Getting captured group in one line


There is a known "pattern" to get the captured group value or an empty string if no match:

match = re.search('regex', 'text')
if match:
    value = match.group(1)
else:
    value = ""

or:

match = re.search('regex', 'text')
value = match.group(1) if match else ''

Is there a simple and pythonic way to do this in one line?

In other words, can I provide a default for a capturing group in case it's not found?


For example, I need to extract all alphanumeric characters (and _) from the text after the key= string:

>>> import re
>>> PATTERN = re.compile('key=(\w+)')
>>> def find_text(text):
...     match = PATTERN.search(text)
...     return match.group(1) if match else ''
... 
>>> find_text('foo=bar,key=value,beer=pub')
'value'
>>> find_text('no match here')
''

Is it possible for find_text() to be a one-liner?

It is just an example, I'm looking for a generic approach.


Solution

  • Quoting from the MatchObjects docs,

    Match objects always have a boolean value of True. Since match() and search() return None when there is no match, you can test whether there was a match with a simple if statement:

    match = re.search(pattern, string)
    if match:
       process(match)
    

    Since there is no other option, and as you use a function, I would like to present this alternative

    def find_text(text, matches = lambda x: x.group(1) if x else ''):
        return matches(PATTERN.search(text))
    
    assert find_text('foo=bar,key=value,beer=pub') == 'value'
    assert find_text('no match here') == ''
    

    It is the same exact thing, but only the check which you need to do has been default parameterized.

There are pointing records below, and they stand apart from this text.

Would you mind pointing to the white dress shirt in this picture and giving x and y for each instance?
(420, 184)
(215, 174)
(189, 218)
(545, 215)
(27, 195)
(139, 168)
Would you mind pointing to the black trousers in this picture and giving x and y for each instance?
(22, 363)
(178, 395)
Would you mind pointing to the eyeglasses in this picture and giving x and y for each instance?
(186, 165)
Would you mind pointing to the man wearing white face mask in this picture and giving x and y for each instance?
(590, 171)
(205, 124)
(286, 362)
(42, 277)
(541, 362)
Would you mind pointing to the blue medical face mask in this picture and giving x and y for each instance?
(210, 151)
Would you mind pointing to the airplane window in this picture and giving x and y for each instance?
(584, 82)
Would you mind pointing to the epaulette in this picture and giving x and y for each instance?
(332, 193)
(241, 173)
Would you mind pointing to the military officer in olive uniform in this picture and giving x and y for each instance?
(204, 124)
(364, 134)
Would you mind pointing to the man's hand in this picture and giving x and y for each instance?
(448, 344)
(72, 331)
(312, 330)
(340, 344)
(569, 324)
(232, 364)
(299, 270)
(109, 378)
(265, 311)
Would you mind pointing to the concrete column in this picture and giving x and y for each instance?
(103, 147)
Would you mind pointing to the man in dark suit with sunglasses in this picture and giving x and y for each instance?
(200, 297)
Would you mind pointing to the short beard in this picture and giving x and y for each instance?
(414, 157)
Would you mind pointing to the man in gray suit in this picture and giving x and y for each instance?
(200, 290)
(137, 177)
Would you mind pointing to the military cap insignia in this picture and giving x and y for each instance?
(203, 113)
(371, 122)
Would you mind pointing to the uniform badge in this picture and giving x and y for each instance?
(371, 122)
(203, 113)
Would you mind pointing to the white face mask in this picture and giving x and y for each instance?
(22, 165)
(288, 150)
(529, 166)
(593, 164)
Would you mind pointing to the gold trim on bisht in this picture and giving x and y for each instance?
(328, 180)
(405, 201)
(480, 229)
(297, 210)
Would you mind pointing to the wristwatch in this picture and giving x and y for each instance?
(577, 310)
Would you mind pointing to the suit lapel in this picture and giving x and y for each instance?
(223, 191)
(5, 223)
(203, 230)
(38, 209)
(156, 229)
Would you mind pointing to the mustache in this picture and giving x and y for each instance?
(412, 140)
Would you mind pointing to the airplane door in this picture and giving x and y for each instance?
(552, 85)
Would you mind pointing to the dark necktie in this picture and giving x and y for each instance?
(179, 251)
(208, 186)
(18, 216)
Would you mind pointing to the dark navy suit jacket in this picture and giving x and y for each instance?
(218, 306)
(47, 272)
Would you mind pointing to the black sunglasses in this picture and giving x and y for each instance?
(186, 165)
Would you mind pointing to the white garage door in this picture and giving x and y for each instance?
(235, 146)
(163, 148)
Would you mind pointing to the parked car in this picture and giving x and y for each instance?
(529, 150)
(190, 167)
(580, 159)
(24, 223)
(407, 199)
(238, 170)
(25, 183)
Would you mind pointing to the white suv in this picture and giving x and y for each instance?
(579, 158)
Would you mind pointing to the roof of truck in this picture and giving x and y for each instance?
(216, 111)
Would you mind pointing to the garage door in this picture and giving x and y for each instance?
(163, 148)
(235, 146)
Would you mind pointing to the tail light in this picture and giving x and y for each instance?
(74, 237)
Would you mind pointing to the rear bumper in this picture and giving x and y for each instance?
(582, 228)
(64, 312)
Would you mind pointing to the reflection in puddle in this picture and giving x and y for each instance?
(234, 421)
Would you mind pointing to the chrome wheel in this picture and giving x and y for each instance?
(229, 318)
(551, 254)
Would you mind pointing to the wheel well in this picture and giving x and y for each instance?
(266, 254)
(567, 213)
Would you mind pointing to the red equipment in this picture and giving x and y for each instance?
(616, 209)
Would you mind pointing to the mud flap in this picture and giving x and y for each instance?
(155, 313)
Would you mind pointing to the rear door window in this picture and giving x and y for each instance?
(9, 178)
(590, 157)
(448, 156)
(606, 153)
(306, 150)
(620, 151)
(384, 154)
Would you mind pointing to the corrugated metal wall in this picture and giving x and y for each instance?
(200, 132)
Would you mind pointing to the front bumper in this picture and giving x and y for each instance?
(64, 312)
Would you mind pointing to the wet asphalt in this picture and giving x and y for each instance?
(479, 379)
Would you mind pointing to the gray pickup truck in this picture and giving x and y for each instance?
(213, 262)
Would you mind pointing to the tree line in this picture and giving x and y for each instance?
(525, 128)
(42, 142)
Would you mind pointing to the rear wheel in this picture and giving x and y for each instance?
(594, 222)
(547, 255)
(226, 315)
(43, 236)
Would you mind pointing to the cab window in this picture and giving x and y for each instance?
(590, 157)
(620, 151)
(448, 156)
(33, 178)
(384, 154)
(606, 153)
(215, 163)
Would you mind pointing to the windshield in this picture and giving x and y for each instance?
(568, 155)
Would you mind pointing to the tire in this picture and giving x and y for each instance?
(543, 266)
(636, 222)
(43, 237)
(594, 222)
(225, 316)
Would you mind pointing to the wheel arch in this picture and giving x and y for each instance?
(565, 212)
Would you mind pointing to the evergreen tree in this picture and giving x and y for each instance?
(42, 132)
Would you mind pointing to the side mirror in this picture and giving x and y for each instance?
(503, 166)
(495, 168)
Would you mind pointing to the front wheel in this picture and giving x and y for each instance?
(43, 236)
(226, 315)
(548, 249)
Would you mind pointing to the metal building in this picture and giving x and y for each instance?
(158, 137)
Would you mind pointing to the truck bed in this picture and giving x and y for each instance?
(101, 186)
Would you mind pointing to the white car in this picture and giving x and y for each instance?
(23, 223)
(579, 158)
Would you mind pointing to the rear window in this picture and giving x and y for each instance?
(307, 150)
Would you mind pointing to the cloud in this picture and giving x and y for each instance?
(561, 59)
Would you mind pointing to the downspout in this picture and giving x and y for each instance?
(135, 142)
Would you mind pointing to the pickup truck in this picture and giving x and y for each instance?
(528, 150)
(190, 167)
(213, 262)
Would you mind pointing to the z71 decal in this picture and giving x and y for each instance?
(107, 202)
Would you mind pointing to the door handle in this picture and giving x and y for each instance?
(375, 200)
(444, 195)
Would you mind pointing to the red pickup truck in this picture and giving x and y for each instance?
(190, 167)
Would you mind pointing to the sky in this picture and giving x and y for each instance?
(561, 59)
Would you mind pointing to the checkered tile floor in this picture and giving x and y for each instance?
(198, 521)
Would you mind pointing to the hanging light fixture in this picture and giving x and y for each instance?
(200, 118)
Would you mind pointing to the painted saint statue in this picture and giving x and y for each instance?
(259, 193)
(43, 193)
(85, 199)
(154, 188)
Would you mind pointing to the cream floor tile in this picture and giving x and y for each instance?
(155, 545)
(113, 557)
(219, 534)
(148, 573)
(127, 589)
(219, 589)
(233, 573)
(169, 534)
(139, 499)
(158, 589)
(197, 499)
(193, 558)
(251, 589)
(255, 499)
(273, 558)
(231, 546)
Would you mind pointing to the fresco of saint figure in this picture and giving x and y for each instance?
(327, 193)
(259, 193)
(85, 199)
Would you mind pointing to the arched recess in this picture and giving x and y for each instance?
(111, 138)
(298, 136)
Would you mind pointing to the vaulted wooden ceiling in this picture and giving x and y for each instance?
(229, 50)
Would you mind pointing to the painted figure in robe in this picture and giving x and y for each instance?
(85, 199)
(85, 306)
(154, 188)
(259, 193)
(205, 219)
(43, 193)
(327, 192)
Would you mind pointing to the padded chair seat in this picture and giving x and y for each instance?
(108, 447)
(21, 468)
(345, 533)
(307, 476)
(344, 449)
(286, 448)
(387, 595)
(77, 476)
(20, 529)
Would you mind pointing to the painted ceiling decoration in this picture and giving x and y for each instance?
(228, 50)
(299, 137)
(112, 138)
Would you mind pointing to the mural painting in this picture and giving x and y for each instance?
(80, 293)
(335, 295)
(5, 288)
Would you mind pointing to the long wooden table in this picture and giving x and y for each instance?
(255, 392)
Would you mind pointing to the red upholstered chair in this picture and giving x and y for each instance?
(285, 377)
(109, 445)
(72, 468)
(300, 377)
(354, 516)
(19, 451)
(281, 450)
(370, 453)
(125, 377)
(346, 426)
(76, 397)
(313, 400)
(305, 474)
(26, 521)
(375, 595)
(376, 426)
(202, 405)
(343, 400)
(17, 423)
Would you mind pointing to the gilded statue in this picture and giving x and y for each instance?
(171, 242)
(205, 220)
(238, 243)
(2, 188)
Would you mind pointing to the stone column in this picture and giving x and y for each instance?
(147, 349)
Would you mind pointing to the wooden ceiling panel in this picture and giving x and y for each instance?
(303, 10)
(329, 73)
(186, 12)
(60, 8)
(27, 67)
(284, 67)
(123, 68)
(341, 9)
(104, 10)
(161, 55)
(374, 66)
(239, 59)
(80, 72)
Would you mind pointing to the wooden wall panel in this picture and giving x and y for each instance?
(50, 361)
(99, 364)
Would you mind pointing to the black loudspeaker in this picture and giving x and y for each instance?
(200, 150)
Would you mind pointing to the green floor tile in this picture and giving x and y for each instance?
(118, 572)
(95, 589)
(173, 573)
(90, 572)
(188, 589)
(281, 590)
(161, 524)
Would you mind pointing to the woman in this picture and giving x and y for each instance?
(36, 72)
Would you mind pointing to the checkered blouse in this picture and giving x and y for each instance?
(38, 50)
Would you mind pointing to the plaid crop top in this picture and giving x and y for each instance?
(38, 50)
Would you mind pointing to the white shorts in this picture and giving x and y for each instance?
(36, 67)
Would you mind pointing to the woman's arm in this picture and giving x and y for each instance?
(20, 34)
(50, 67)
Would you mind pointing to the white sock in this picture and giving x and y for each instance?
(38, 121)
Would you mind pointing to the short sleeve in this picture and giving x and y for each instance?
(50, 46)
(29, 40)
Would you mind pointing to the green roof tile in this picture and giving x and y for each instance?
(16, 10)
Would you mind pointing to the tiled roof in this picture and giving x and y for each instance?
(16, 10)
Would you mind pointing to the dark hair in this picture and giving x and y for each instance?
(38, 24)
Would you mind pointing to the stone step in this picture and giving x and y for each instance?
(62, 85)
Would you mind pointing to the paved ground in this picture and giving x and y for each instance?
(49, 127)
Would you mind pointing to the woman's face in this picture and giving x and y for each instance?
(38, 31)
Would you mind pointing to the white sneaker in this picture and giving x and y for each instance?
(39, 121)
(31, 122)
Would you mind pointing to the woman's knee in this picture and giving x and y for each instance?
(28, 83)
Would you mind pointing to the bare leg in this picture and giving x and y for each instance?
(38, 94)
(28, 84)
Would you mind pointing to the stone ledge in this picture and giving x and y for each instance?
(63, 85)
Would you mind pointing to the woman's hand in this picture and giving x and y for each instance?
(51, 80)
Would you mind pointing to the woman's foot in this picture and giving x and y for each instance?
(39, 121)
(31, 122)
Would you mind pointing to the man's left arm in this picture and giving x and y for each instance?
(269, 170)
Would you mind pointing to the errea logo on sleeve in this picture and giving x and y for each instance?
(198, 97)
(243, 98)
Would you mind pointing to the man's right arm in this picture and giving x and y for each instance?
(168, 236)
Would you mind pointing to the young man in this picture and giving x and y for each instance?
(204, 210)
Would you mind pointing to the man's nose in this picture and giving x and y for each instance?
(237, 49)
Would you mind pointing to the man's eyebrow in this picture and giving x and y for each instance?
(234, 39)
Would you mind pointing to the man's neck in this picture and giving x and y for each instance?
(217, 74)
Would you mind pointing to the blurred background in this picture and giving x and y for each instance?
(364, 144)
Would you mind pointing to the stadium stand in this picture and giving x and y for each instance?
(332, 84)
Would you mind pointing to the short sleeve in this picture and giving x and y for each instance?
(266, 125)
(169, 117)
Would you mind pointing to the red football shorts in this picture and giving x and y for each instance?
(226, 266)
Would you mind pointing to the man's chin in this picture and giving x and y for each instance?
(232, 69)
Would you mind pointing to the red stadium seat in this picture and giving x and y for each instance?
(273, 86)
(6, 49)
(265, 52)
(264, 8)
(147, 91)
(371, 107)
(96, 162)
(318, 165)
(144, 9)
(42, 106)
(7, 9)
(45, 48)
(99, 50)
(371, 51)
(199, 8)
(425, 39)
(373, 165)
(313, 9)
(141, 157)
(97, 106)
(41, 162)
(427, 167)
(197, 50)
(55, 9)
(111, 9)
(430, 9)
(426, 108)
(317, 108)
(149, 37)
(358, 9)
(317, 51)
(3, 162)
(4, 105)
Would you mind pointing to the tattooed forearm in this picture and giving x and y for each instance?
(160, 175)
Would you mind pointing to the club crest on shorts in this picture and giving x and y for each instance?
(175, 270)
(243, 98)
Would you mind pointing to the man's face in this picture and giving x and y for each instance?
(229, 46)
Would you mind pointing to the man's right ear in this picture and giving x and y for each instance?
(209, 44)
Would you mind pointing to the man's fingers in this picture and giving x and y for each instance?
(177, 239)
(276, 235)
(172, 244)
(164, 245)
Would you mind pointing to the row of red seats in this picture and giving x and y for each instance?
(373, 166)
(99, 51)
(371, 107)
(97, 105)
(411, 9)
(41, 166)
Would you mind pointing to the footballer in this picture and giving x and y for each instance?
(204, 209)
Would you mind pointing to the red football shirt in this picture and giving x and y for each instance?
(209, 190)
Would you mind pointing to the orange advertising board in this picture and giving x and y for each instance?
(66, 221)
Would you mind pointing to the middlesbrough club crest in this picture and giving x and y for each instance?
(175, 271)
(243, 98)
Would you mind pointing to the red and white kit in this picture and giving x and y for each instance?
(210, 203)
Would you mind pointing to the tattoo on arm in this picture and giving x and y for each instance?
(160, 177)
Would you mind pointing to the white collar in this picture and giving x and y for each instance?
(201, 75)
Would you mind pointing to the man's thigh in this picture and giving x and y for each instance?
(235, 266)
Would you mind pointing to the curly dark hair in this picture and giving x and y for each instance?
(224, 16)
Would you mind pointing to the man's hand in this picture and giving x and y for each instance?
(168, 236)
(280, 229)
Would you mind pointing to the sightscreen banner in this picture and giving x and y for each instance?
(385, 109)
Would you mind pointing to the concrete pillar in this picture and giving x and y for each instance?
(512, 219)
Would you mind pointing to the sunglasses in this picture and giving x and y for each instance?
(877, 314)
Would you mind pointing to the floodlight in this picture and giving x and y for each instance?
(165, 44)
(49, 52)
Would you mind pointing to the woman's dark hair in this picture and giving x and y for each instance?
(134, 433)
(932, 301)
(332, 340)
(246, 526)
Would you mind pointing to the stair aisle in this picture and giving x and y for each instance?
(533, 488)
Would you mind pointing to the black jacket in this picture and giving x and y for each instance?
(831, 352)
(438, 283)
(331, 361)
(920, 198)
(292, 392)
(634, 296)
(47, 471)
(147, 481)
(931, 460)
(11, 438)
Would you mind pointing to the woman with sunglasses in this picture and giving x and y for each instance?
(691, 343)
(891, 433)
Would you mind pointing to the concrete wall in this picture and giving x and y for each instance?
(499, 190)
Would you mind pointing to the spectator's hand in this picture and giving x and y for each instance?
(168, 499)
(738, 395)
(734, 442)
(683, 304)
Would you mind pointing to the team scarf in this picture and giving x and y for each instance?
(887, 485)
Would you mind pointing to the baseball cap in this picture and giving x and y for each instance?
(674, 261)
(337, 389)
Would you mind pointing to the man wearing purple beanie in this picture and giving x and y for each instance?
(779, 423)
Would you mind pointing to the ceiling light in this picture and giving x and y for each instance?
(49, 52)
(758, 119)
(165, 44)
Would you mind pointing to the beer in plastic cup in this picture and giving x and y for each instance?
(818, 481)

    Thinking of @Kevin's solution and @devnull's suggestions in the comments, you can do something like this

    def find_text(text):
        return next((item.group(1) for item in PATTERN.finditer(text)), "")
    

    This takes advantage of the fact that, next accepts the default to be returned as an argument. But this has the overhead of creating a generator expression on every iteration. So, I would stick to the first version.